I’d Like to Help Find You Some Good Books

Not far from my stack of book-club books, in another section of my shelf, is an old red cloth-bound volume: The Collected Poems of W.B. Yeats. Several pages have the corners turned down, including one featuring ‘Under Ben Bulben’, which has lines my father quoted often:

Cast a cold eye
On life, on death.
Horseman, pass by!

Those lines are the epitaph on Yeats’s tombstone, and they are the lines we said over my father shortly after he died. I had always imagined that the horseman was the horseman of death and that the poet was asking to be spared. But another interpretation came to me recently: the horseman was fear. Through books, I found some of the courage my father had wanted me to find. I created meaning with men who represented the very thing I feared.

Six years ago, when my friend Carol Finlay invited me to join a book club she had started in a Canadian men’s prison, everything about it screamed bad idea. I admired the work she was doing but wasn’t sure I could take part. In England in 2002, at the age of 46, I had survived a violent mugging. Two men had chased me down a dark lane beside my London house, choked me until I’d lost consciousness, then fled with my mobile phone.

It had taken me months to overcome the trauma, and during my remaining three years in the city, I was too frightened to walk alone at night. I wasn’t sure I could enter the prison without triggering my earlier response. But then I remembered that, in the weeks after the attack, I had felt an unexpected maternal impulse as I’d imagined how distressed my assailants’ mothers must have felt about their errant sons. Something my father once said to me also came to mind: “If you expect the best of people, they will rise to the occasion.” As an Ontario Court judge, he had seen people at their worst.

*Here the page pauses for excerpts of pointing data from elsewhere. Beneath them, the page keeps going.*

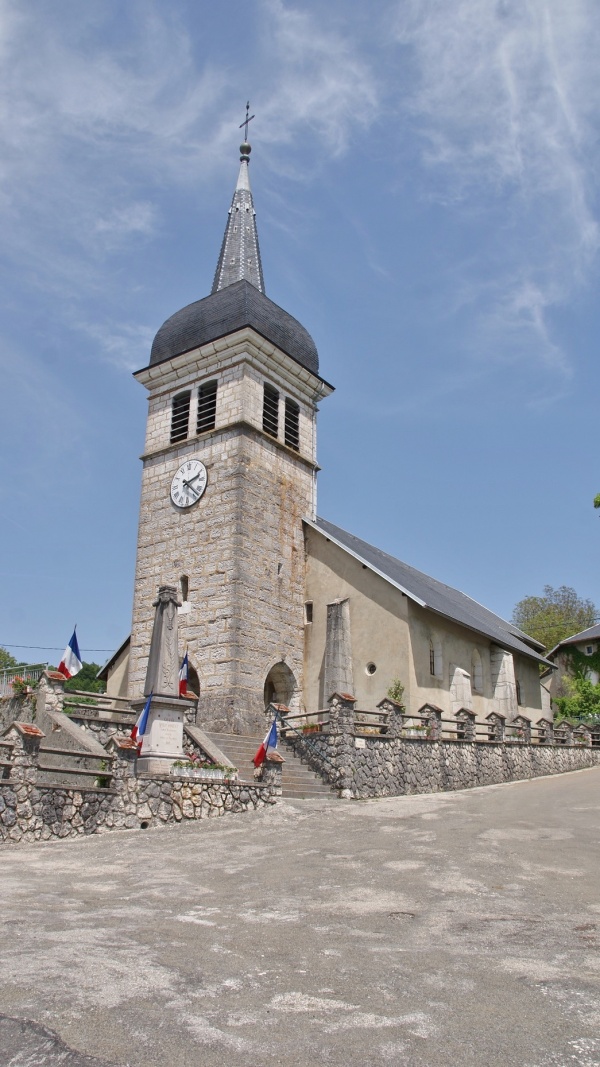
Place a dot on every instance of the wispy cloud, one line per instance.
(505, 97)
(95, 125)
(322, 80)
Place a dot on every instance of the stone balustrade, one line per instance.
(427, 752)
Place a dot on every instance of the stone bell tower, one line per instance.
(229, 473)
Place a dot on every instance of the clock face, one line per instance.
(188, 483)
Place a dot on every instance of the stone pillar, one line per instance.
(50, 693)
(564, 734)
(582, 735)
(546, 728)
(395, 713)
(523, 727)
(431, 718)
(342, 741)
(162, 673)
(26, 738)
(496, 725)
(271, 771)
(337, 650)
(466, 725)
(163, 738)
(503, 682)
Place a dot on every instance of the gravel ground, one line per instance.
(457, 928)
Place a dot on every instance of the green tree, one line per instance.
(85, 680)
(6, 659)
(556, 615)
(582, 699)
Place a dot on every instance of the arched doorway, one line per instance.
(280, 686)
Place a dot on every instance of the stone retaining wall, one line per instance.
(406, 765)
(394, 765)
(32, 812)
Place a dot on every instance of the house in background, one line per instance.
(585, 643)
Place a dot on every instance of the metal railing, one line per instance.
(303, 739)
(29, 672)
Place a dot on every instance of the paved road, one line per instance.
(429, 932)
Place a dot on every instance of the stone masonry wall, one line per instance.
(32, 812)
(393, 765)
(241, 544)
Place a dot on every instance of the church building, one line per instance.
(277, 604)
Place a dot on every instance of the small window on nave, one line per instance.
(206, 407)
(270, 411)
(291, 424)
(179, 416)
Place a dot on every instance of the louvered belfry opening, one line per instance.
(270, 411)
(291, 424)
(180, 416)
(206, 407)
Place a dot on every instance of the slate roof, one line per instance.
(238, 298)
(591, 634)
(428, 592)
(227, 311)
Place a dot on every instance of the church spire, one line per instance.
(240, 255)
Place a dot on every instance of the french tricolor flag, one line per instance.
(70, 663)
(270, 742)
(140, 728)
(184, 677)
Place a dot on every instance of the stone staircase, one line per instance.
(298, 781)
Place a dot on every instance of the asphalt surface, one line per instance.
(451, 929)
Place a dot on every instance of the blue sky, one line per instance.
(425, 179)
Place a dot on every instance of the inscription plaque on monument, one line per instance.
(166, 734)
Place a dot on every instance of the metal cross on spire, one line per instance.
(247, 121)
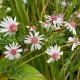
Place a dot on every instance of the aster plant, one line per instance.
(39, 40)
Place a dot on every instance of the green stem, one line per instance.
(30, 59)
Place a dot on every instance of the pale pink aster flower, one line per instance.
(12, 51)
(9, 26)
(34, 39)
(32, 28)
(56, 21)
(54, 52)
(46, 24)
(71, 26)
(75, 42)
(64, 3)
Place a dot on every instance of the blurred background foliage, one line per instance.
(68, 67)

I knew Carol had the men at Collins Bay Institution, a federal penitentiary in Kingston, Ontario, reading good literary fiction and non-fiction. They met once a month to discuss a chosen book. It was, in some ways, just like the club Carol and I belonged to in Toronto, except we were all women and not in jail.

By the slimmest of margins, my curiosity began to outweigh my apprehension. I couldn’t resist seeing what the convicts would say about the books.

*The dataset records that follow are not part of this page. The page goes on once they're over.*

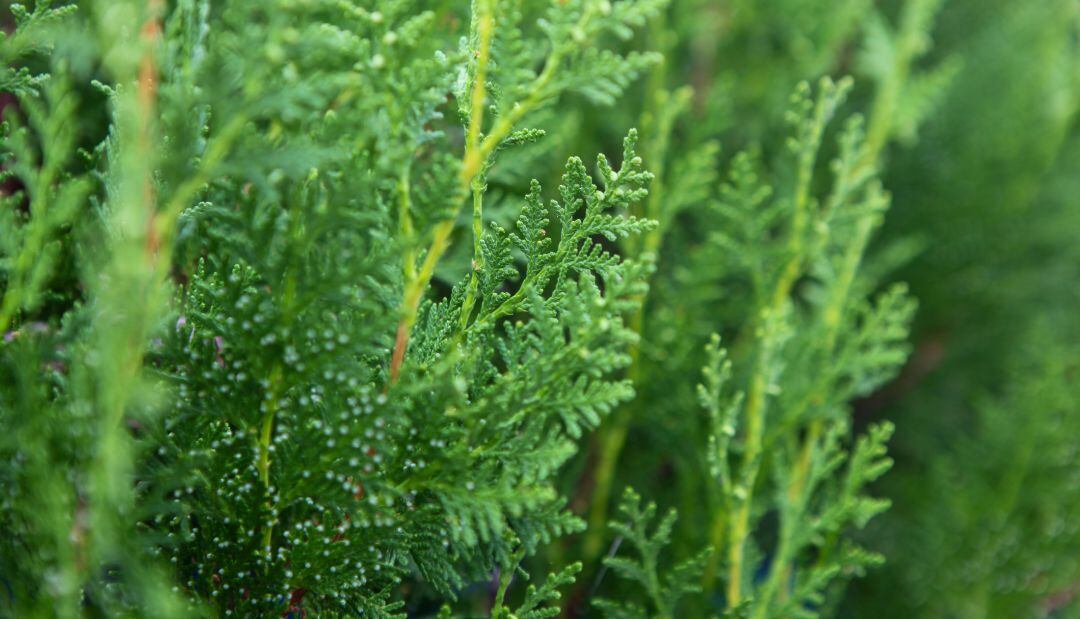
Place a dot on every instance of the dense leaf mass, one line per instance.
(313, 308)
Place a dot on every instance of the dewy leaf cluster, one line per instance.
(314, 308)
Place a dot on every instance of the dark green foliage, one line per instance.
(259, 358)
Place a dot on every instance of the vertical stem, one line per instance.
(758, 382)
(471, 165)
(612, 434)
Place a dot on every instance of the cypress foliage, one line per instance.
(314, 308)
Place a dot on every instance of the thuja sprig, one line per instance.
(567, 66)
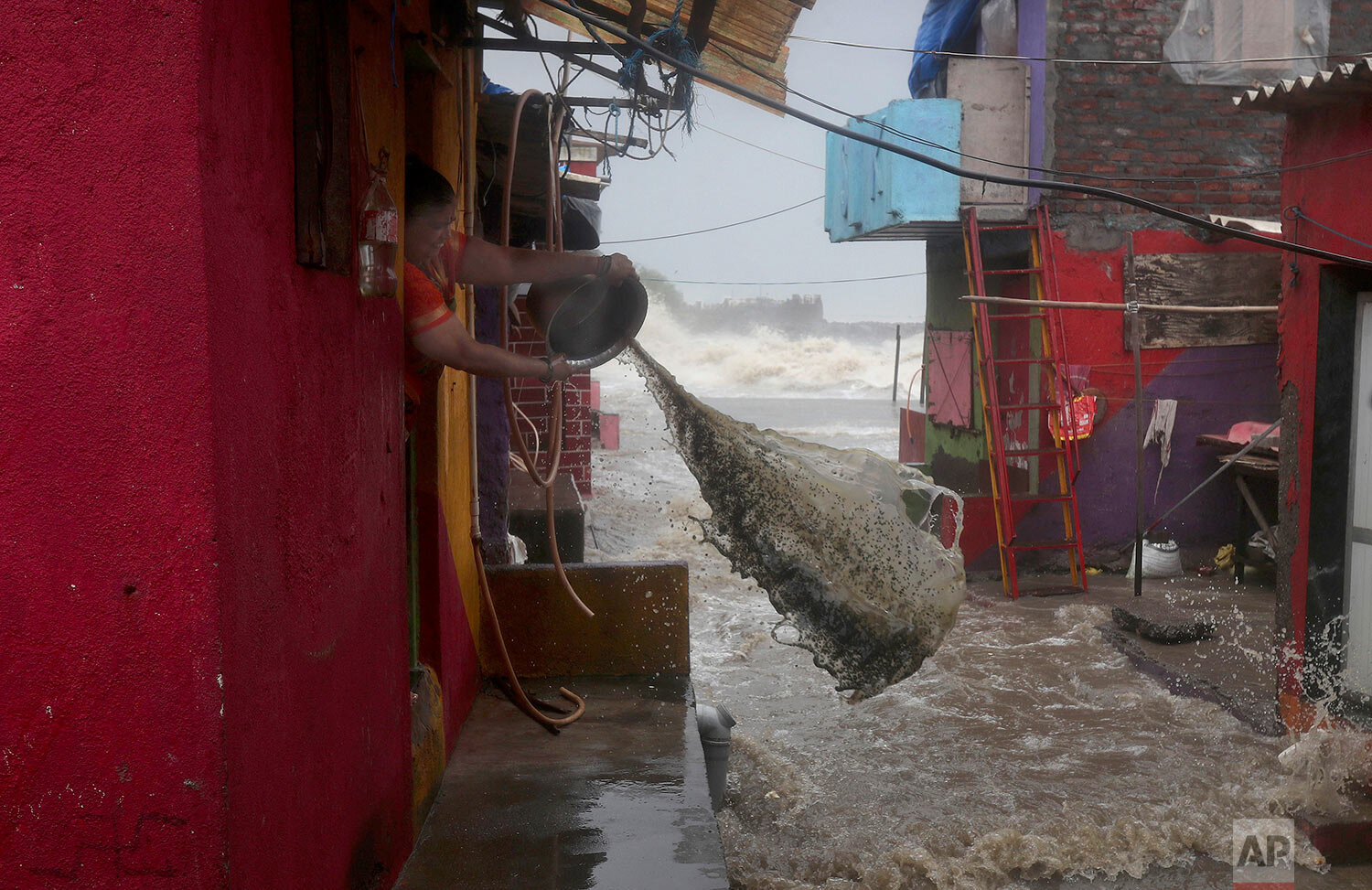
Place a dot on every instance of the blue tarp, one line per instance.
(946, 25)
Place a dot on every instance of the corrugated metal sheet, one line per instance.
(755, 30)
(1350, 81)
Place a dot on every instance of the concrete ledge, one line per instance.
(1344, 841)
(641, 621)
(617, 801)
(529, 517)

What I didn’t know until my first visit was that Carol and I would meet the 18 or so heavily tattooed book club members in a remote building within the prison walls, with no guards present and no visible security cameras. Carol’s idea was to put the men at ease. Our only protection would be a chaplain wearing a personal security alarm that would alert guards in the main building, some 80 m away.

Built in the 1930s, Collins Bay is a grey castle fronting a vast square of limestone rampart, with red-capped guard towers at each corner. This was my view as I walked up, in October 2010, for my inaugural session with the prison book club. I had followed Carol’s instructions to downplay my curves and eliminate showy jewellery. I was wearing a turtleneck, a tweed jacket and pants, my gold wedding band and simple pearl stud earrings. I was also wearing my nerves. My hand shook as I signed the guest logbook at reception.

From that moment on, I remember only brief impressions. I was fearful to the point of shock. After the set of metal doors at the entrance slammed behind me, I recall being hit by the smell – an unpleasant yeasty odour I couldn’t quite identify, as though decades of hardship, hate and regret had condensed on the walls. The prison chaplain, Blair [the names of prison workers and inmates have been changed], was escorting Carol and me. We passed lots of men in white waffle-weave long-sleeved shirts or blue T-shirts and jeans, some pushing carts or carrying mops, and I remember thinking, Gosh, they have a lot of staff here.

Blair was saying something about the ‘telephone pole’ design of the prison – a main corridor, known as ‘The Strip’, with cell units branching off on both sides. He led us to a secondary building that looked like a parish hall. And then somehow I was sitting on a wooden chair, waiting for the inmates to arrive, wondering whether to peel off my name tag, which announced to them all that I was Ann.

The men who walked in the door were dressed like the guys I thought were cleaning staff. Those were the inmates? Why were they roaming around freely? Why was the chaplain, the only one wearing a security alarm, leaving the room briefly? And why did Carol look so relaxed? Then one man came towards me smiling, with his arm extended. “Hello, welcome,” he said. I stood up and grasped his hand and thanked him. Many of the others followed his lead, gracious and non-threatening.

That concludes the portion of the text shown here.